Traits hypothesised to influence coral heat tolerance (average BSI) were colony growth (in terms of both LiveSA and V), colony fecundity (total egg production and total egg volume), and symbiont community. Trade-off analyses were conducted by regressing predictor variables against colony heat tolerance using Bayesian general linear models. In these regressions a negative slope represents a trait trade-off while a positive slope shows positive correlations among traits. Bayesian models were used to facilitate a more intuitive interpretation of model uncertainty60,61 and fit using integrated nested LaPlace approximation in the statistical package R-INLA61,62. Uncertainty around a model parameter (e.g., the regression slope) is commonly described from using the lower and upper 95% credible intervals, which bound 95% of the area under a posterior distribution density curve. To calculate the probability of no trade-off between heat tolerance and other traits (i.e., a flat line or even a positive association with a slope greater than zero), we measured the proportion of the posterior distribution which exceeded zero. The effect of multivariate symbiont community type on sigmoidal BSI-DHW responses was tested using generalised linear models with a binomial response distribution and post-hoc Tukey tests. In addition, confounding effects of partial mortality on all traits were tested using ANOVA paired to post-hoc Tukey tests or non-parametric equivalents.

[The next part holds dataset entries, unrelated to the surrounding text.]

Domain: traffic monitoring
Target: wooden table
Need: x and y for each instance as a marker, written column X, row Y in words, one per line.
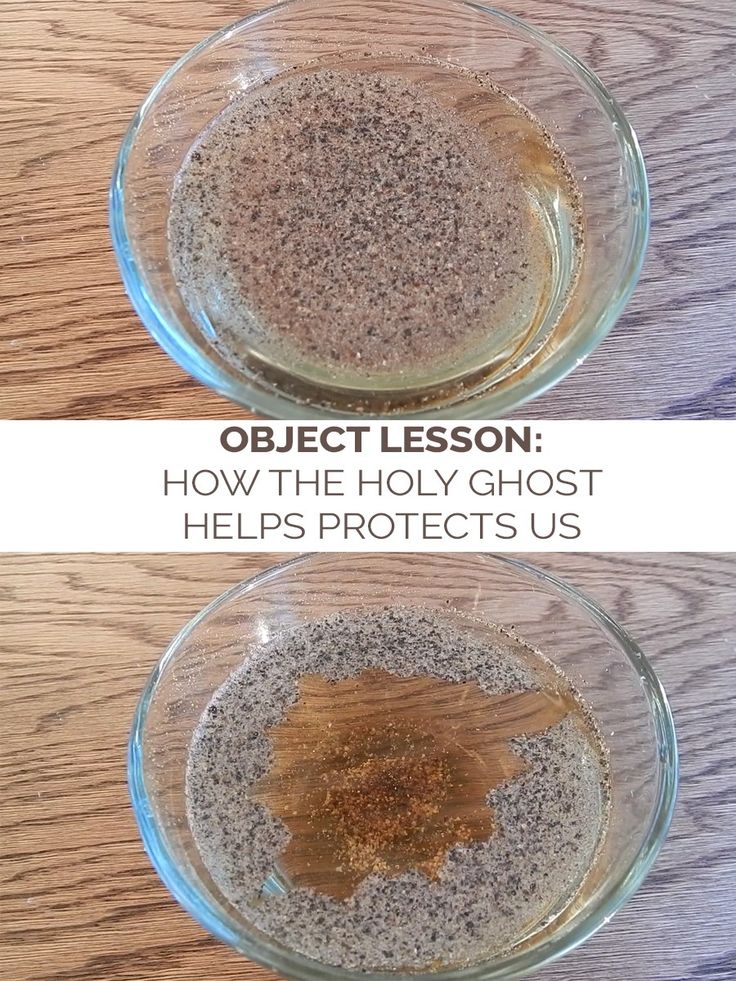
column 79, row 900
column 73, row 72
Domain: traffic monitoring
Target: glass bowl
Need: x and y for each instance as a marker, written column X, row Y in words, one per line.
column 569, row 100
column 595, row 652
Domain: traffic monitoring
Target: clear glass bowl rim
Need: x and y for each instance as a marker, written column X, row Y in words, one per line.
column 291, row 964
column 491, row 404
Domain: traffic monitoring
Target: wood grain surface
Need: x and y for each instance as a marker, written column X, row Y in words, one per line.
column 72, row 72
column 79, row 900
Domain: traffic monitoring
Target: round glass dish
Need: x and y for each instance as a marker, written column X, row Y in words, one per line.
column 595, row 652
column 564, row 95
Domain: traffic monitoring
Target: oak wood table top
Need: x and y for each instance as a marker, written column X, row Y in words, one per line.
column 78, row 898
column 73, row 72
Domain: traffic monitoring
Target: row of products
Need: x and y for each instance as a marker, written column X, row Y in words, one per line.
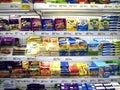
column 59, row 46
column 15, row 1
column 63, row 1
column 47, row 69
column 105, row 23
column 74, row 86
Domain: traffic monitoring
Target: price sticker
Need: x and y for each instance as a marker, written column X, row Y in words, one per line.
column 83, row 81
column 68, row 59
column 7, row 83
column 78, row 33
column 1, row 34
column 52, row 6
column 44, row 81
column 101, row 81
column 64, row 81
column 74, row 81
column 62, row 6
column 94, row 58
column 56, row 59
column 14, row 6
column 67, row 33
column 16, row 59
column 92, row 81
column 25, row 6
column 31, row 58
column 53, row 81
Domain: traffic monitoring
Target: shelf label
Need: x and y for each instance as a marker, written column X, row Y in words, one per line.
column 31, row 58
column 52, row 6
column 25, row 6
column 56, row 33
column 56, row 59
column 8, row 83
column 14, row 6
column 68, row 59
column 78, row 33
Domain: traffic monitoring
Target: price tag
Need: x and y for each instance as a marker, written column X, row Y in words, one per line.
column 52, row 6
column 8, row 83
column 16, row 58
column 25, row 6
column 78, row 33
column 113, row 34
column 14, row 6
column 114, row 80
column 64, row 81
column 68, row 59
column 94, row 58
column 53, row 81
column 31, row 58
column 92, row 81
column 56, row 33
column 1, row 34
column 44, row 81
column 100, row 81
column 89, row 33
column 74, row 81
column 56, row 59
column 67, row 33
column 62, row 6
column 83, row 80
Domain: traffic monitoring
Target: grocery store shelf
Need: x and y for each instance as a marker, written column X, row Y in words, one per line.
column 57, row 58
column 16, row 33
column 15, row 6
column 85, row 7
column 23, row 82
column 60, row 33
column 77, row 33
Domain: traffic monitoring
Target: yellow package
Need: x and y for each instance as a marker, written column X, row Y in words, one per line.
column 63, row 43
column 25, row 64
column 72, row 24
column 33, row 46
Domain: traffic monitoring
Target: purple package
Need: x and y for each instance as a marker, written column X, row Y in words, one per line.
column 7, row 41
column 4, row 25
column 36, row 24
column 14, row 24
column 60, row 24
column 25, row 24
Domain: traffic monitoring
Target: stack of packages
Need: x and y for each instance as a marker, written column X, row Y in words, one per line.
column 114, row 22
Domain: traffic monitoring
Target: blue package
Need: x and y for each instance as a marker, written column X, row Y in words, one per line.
column 82, row 25
column 47, row 24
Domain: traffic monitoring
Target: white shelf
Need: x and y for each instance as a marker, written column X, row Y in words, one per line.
column 23, row 82
column 60, row 33
column 57, row 58
column 77, row 33
column 87, row 7
column 15, row 6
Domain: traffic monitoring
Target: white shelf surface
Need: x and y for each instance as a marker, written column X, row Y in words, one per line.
column 15, row 6
column 23, row 82
column 58, row 58
column 88, row 7
column 60, row 33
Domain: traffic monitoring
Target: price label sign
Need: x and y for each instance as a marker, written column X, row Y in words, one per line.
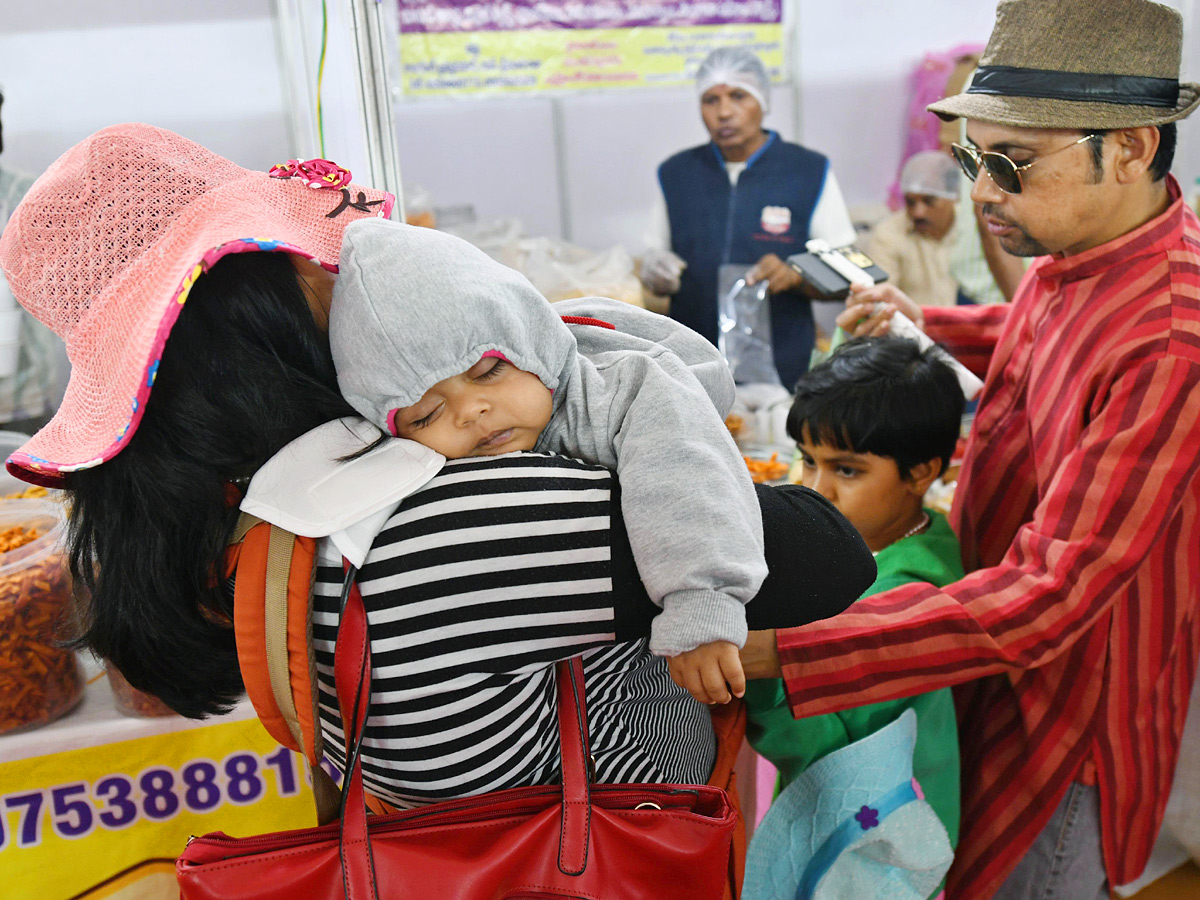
column 97, row 821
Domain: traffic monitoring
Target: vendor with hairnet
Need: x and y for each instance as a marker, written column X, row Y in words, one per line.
column 913, row 244
column 747, row 197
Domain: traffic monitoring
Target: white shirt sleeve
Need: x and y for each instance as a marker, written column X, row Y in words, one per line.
column 658, row 231
column 831, row 221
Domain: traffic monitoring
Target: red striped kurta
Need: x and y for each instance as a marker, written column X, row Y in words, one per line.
column 1073, row 640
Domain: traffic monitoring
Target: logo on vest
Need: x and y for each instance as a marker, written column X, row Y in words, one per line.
column 777, row 220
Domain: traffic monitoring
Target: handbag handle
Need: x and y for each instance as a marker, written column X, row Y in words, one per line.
column 352, row 679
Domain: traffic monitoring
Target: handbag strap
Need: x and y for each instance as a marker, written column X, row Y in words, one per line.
column 352, row 678
column 268, row 647
column 573, row 736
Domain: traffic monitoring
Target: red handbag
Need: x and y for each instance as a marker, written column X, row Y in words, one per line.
column 573, row 840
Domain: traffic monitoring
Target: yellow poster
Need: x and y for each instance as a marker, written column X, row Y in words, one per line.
column 520, row 47
column 108, row 821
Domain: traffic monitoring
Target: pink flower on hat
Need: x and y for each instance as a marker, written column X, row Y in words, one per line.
column 321, row 174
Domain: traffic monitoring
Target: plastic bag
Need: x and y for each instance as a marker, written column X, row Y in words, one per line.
column 562, row 271
column 744, row 328
column 501, row 239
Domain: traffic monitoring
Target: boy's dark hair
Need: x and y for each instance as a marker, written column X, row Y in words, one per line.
column 245, row 371
column 882, row 396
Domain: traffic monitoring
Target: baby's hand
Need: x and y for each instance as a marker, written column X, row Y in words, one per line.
column 709, row 672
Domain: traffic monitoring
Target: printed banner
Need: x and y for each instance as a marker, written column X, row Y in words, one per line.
column 478, row 47
column 108, row 821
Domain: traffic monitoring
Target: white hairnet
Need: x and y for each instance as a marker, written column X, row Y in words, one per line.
column 736, row 67
column 931, row 172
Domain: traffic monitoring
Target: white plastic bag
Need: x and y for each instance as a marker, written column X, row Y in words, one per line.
column 744, row 328
column 562, row 271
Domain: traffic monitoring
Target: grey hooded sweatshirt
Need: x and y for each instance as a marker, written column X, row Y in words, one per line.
column 647, row 397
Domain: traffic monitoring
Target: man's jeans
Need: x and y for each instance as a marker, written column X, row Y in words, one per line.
column 1066, row 862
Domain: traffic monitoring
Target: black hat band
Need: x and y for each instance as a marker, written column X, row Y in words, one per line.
column 1079, row 87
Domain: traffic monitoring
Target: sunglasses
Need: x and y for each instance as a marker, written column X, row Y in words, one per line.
column 1003, row 172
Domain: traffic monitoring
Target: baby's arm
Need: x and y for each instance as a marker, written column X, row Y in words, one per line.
column 688, row 499
column 709, row 672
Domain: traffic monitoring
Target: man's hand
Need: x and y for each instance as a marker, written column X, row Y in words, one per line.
column 709, row 672
column 778, row 275
column 869, row 310
column 760, row 655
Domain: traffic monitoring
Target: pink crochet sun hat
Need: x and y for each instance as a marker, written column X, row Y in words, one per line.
column 109, row 240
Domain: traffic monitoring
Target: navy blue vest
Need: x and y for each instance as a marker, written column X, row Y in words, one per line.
column 713, row 223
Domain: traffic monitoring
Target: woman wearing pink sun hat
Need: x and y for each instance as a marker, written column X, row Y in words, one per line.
column 177, row 413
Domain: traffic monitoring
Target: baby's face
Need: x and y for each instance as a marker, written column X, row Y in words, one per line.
column 491, row 408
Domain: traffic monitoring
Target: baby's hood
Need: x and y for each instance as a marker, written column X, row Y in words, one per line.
column 413, row 306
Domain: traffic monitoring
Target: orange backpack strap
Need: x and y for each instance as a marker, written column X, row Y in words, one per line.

During a long-term heat stress exposure, the bleaching and mortality response of sampled fragments may vary through the time course of the experiment. Therefore, we were interested to test not only the relationship between overall heat tolerance (BSI averaged across the whole heat stress exposure) and other traits, but also the relationship between the instantaneous BSI based on replicate fragments (response variable) and the known colony-level traits (predictor variable, e.g., fecundity or colony growth). To link bleaching responses to their ultimate driver—heat stress (not time)—we evaluated BSI-trait relationships at specific DHW levels instead of at survey time points. For each DHW level, we fit the linear regression between the instantaneous BSI (response variable) of each colony against their corresponding colony-level trait of interest (predictor variable). This allowed us to evaluate how the trait relationships change throughout the duration of the heat stress exposure, shown as changes in BSI-trait regression slopes. All LMs were fit using Bayesian inference in R-INLA61, and uncertainty in regression slope estimations were quantified using Bayesian credible intervals (95%, 75%, 50%). These analyses can be reproduced using the open access code and data generated in this project.

Inclusion and ethics statement

The research presented here adhered to the ethical and inclusivity standards consistent with the corresponding author’s institutional and internal review board policies.

Reporting summary

Further information on research design is available in the Nature Portfolio Reporting Summary linked to this article.